En las sombras



"De otro. Será de Otro. Como antes de mis besos".
Pablo Neruda, Poema 20. 

A la mitad de la estrecha galería, se encontraban casi ocultas las escaleras. Eran de "caracol", sucias y mal iluminadas. Mientras descendía, podía percibir con más intensidad el compuesto olor que subía desde la oscuridad a la que él bajaba. Un olor a encierro y humedad... un olor a cigarro y sudor, a multitud. La música se intensificaba también. Ritmos bajos hacían vibrar los escalones. 

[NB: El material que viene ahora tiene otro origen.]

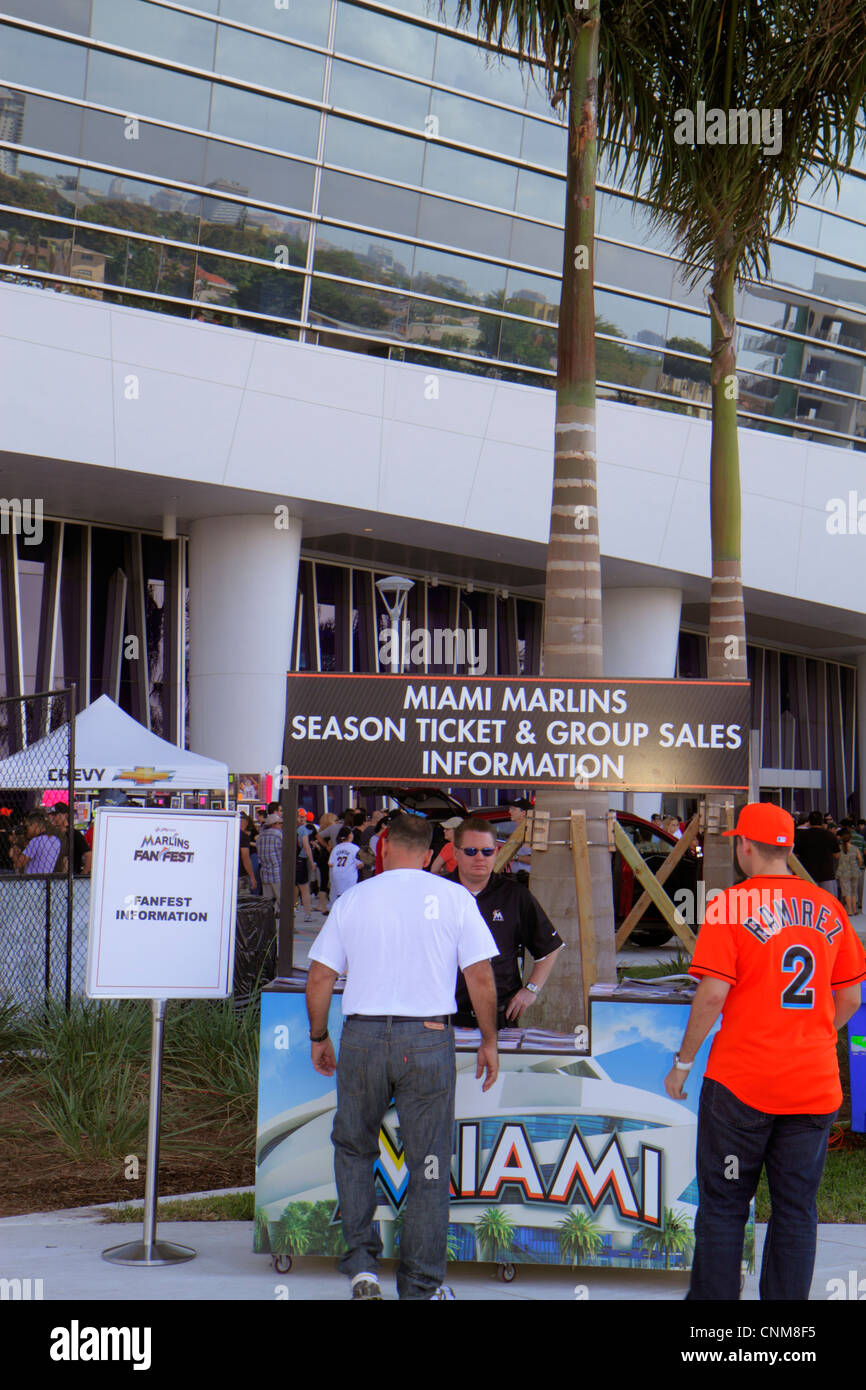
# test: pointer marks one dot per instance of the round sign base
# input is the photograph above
(161, 1253)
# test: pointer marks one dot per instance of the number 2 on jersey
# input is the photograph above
(797, 995)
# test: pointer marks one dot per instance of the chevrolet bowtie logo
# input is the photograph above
(142, 776)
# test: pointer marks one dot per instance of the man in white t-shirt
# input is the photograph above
(399, 938)
(342, 865)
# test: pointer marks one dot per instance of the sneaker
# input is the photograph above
(366, 1286)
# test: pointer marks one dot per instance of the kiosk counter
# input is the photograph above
(574, 1157)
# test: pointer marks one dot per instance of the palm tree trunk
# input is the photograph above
(573, 610)
(727, 653)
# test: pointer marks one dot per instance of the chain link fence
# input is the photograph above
(43, 905)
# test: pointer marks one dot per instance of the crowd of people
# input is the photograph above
(38, 843)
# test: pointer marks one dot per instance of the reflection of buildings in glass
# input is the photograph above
(816, 371)
(223, 211)
(166, 200)
(534, 303)
(213, 289)
(11, 123)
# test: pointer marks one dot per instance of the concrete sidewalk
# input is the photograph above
(64, 1251)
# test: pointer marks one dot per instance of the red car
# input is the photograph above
(651, 930)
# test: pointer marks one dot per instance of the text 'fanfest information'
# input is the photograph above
(163, 900)
(620, 736)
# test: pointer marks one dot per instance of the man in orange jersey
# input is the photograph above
(779, 958)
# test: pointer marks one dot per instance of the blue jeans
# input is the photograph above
(794, 1150)
(413, 1065)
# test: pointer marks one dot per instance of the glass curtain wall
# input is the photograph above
(363, 177)
(805, 712)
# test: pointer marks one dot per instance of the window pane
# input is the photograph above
(467, 175)
(389, 43)
(357, 256)
(373, 205)
(537, 245)
(359, 146)
(305, 20)
(268, 63)
(630, 319)
(545, 143)
(252, 231)
(467, 227)
(156, 149)
(264, 120)
(242, 285)
(471, 123)
(634, 270)
(35, 120)
(31, 243)
(541, 196)
(349, 306)
(528, 344)
(35, 60)
(458, 277)
(264, 175)
(533, 295)
(376, 93)
(145, 89)
(39, 184)
(148, 28)
(452, 328)
(99, 256)
(60, 14)
(464, 66)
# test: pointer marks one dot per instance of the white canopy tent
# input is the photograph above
(111, 751)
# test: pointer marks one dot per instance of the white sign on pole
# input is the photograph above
(163, 901)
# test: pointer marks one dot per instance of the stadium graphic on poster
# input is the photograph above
(560, 1162)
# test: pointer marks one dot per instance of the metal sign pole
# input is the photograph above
(149, 1250)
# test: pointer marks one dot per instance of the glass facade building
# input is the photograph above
(366, 177)
(363, 175)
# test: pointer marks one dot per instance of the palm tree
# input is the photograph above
(801, 68)
(292, 1236)
(748, 1246)
(494, 1233)
(578, 1237)
(674, 1236)
(562, 39)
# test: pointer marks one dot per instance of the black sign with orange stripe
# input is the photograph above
(603, 734)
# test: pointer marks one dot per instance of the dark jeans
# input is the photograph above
(734, 1139)
(414, 1066)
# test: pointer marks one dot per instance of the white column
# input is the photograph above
(861, 733)
(641, 631)
(242, 591)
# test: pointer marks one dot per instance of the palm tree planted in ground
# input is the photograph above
(292, 1235)
(494, 1233)
(673, 1237)
(727, 109)
(563, 42)
(580, 1240)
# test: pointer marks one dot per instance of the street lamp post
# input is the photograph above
(394, 591)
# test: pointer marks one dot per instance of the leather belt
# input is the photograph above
(399, 1018)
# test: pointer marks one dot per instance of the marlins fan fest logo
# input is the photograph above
(164, 847)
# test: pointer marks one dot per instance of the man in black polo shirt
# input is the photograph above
(816, 849)
(516, 922)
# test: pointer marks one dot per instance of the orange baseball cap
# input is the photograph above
(766, 823)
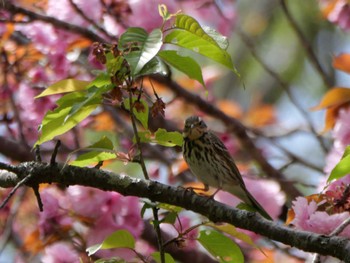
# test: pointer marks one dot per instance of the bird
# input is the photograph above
(210, 161)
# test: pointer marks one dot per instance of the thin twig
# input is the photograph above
(88, 19)
(38, 197)
(308, 48)
(8, 225)
(37, 154)
(13, 9)
(54, 154)
(145, 173)
(284, 86)
(19, 184)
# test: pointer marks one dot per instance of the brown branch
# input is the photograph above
(308, 48)
(338, 247)
(284, 86)
(234, 126)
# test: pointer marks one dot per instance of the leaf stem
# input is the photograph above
(145, 173)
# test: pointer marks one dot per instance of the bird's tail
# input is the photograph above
(257, 206)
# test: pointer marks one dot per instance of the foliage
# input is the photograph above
(114, 80)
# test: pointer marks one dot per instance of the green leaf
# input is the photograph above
(199, 45)
(190, 35)
(113, 64)
(92, 94)
(155, 66)
(64, 86)
(190, 24)
(132, 35)
(168, 257)
(101, 80)
(56, 123)
(342, 168)
(104, 143)
(162, 137)
(221, 247)
(149, 46)
(171, 208)
(101, 150)
(186, 65)
(142, 116)
(218, 38)
(169, 139)
(118, 239)
(170, 218)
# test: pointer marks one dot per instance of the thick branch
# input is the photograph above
(217, 212)
(236, 127)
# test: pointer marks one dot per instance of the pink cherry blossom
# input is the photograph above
(308, 218)
(53, 217)
(267, 192)
(63, 10)
(60, 253)
(340, 14)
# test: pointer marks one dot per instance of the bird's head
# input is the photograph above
(195, 127)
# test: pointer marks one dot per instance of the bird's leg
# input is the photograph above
(193, 189)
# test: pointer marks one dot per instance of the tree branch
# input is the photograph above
(13, 9)
(217, 212)
(234, 126)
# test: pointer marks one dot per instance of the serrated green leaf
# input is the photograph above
(101, 80)
(170, 218)
(342, 168)
(64, 86)
(199, 45)
(219, 39)
(171, 208)
(190, 24)
(168, 257)
(104, 143)
(145, 136)
(93, 94)
(155, 66)
(92, 157)
(142, 116)
(221, 247)
(101, 150)
(149, 46)
(186, 65)
(170, 139)
(119, 239)
(130, 36)
(162, 137)
(149, 49)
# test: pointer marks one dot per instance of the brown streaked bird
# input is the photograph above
(211, 163)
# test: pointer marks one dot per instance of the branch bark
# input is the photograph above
(335, 246)
(234, 126)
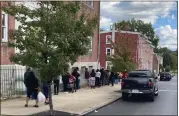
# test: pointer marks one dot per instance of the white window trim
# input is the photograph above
(91, 42)
(107, 42)
(110, 51)
(91, 6)
(5, 39)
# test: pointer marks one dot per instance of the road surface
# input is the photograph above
(165, 103)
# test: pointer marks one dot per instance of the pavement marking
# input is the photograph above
(169, 90)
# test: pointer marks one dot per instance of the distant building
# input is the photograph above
(140, 48)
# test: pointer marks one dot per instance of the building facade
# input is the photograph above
(140, 48)
(8, 23)
(91, 59)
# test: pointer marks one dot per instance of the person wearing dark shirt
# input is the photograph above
(92, 79)
(76, 75)
(87, 76)
(102, 76)
(26, 74)
(65, 80)
(111, 78)
(32, 84)
(56, 86)
(45, 91)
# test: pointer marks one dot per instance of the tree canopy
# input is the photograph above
(139, 26)
(50, 36)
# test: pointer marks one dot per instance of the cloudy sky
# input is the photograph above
(162, 15)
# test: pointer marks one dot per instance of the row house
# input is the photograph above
(8, 23)
(140, 48)
(90, 60)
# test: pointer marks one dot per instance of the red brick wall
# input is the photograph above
(103, 47)
(6, 52)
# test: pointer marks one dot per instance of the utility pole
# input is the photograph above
(0, 32)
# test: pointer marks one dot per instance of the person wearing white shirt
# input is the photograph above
(98, 75)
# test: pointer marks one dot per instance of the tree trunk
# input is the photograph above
(50, 99)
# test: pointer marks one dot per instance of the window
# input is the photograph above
(91, 43)
(108, 51)
(90, 3)
(108, 39)
(4, 27)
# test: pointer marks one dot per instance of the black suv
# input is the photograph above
(140, 82)
(165, 76)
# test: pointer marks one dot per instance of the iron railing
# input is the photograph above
(12, 82)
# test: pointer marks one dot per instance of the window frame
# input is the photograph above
(107, 51)
(108, 42)
(4, 27)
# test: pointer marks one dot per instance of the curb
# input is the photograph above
(99, 107)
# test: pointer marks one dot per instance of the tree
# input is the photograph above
(140, 26)
(55, 36)
(166, 60)
(122, 59)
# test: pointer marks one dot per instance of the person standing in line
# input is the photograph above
(97, 77)
(56, 85)
(92, 79)
(102, 77)
(65, 79)
(87, 76)
(106, 77)
(32, 84)
(111, 78)
(45, 85)
(26, 74)
(76, 75)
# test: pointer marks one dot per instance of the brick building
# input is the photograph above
(91, 59)
(8, 23)
(140, 48)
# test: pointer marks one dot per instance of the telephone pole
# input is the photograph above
(0, 32)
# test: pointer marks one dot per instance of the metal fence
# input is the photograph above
(12, 82)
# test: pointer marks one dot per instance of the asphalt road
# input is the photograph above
(165, 103)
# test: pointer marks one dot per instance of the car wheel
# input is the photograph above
(151, 97)
(124, 96)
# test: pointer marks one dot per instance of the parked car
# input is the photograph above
(140, 82)
(165, 76)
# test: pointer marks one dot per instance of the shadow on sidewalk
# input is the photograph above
(56, 113)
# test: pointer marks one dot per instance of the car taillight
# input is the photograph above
(150, 84)
(122, 84)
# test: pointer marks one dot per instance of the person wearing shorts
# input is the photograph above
(92, 79)
(32, 85)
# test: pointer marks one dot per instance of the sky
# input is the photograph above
(162, 15)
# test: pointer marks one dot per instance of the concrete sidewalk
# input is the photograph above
(81, 102)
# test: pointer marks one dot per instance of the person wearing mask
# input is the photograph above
(65, 80)
(56, 85)
(102, 76)
(26, 74)
(32, 84)
(45, 85)
(87, 76)
(97, 77)
(111, 78)
(125, 74)
(92, 79)
(76, 74)
(106, 77)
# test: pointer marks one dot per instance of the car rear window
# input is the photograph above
(137, 75)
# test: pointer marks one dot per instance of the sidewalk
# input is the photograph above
(77, 103)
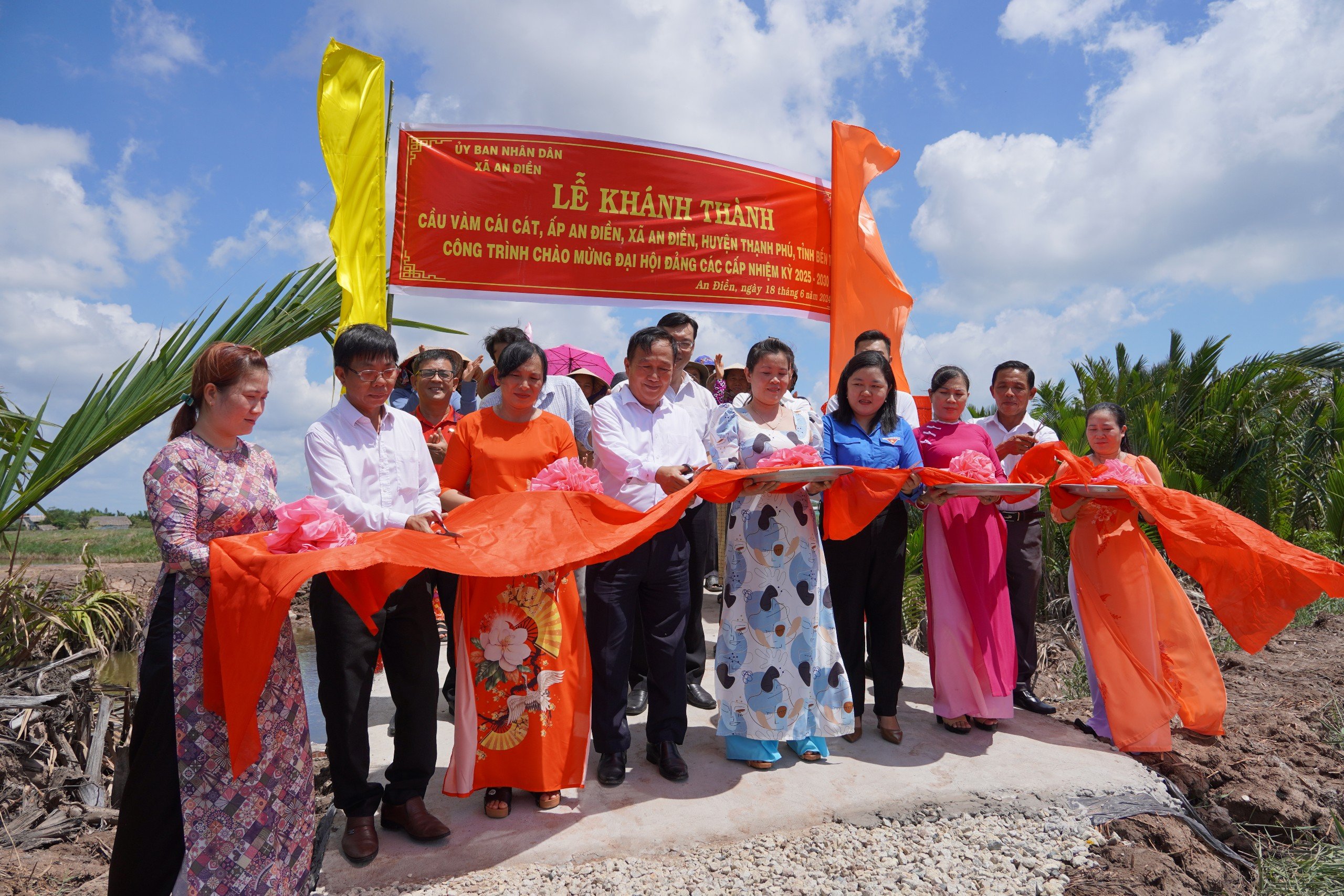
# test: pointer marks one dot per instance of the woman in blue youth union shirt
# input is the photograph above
(869, 570)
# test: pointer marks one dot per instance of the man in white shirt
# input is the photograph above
(1014, 431)
(371, 464)
(699, 523)
(561, 395)
(878, 342)
(646, 446)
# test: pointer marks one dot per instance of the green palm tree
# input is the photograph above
(151, 382)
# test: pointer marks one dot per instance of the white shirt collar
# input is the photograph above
(354, 416)
(1027, 425)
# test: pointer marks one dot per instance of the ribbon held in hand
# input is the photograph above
(308, 524)
(566, 475)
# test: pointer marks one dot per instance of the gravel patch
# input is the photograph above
(1030, 853)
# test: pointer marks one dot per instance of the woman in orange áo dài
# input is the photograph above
(1148, 657)
(524, 680)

Una vez hubo llegado al subterráneo, contempló nuevamente la galería hacia arriba. Ese centro comercial como tantos se construyeron en el centro, una espiral, un "caracol", donde la mayor parte de los locales estaban cerrados, y solo unas cuantas peluquerías se mantenían funcionando. Eso arriba, a la luz, a la vista de las honestas personas que transitaban por la calle, porque abajo, abajo, en lo oscuro, otro tipo de negocios sí funcionaban y prosperaban, lejos de la luz, a la sombra, precisamente, gracias a las sombras que habitan dentro de los hombres.
Contra un muro negro, se apoyaba el cartel del local. En él, la fotografía de una mujer semidesnuda de grandes pechos se mostraba sugerente. En el muro, una puerta de vidrio parecía ser la única imperfección en la negrura; sobre ella colgaba un letrerillo de letras blancas que decía abierto.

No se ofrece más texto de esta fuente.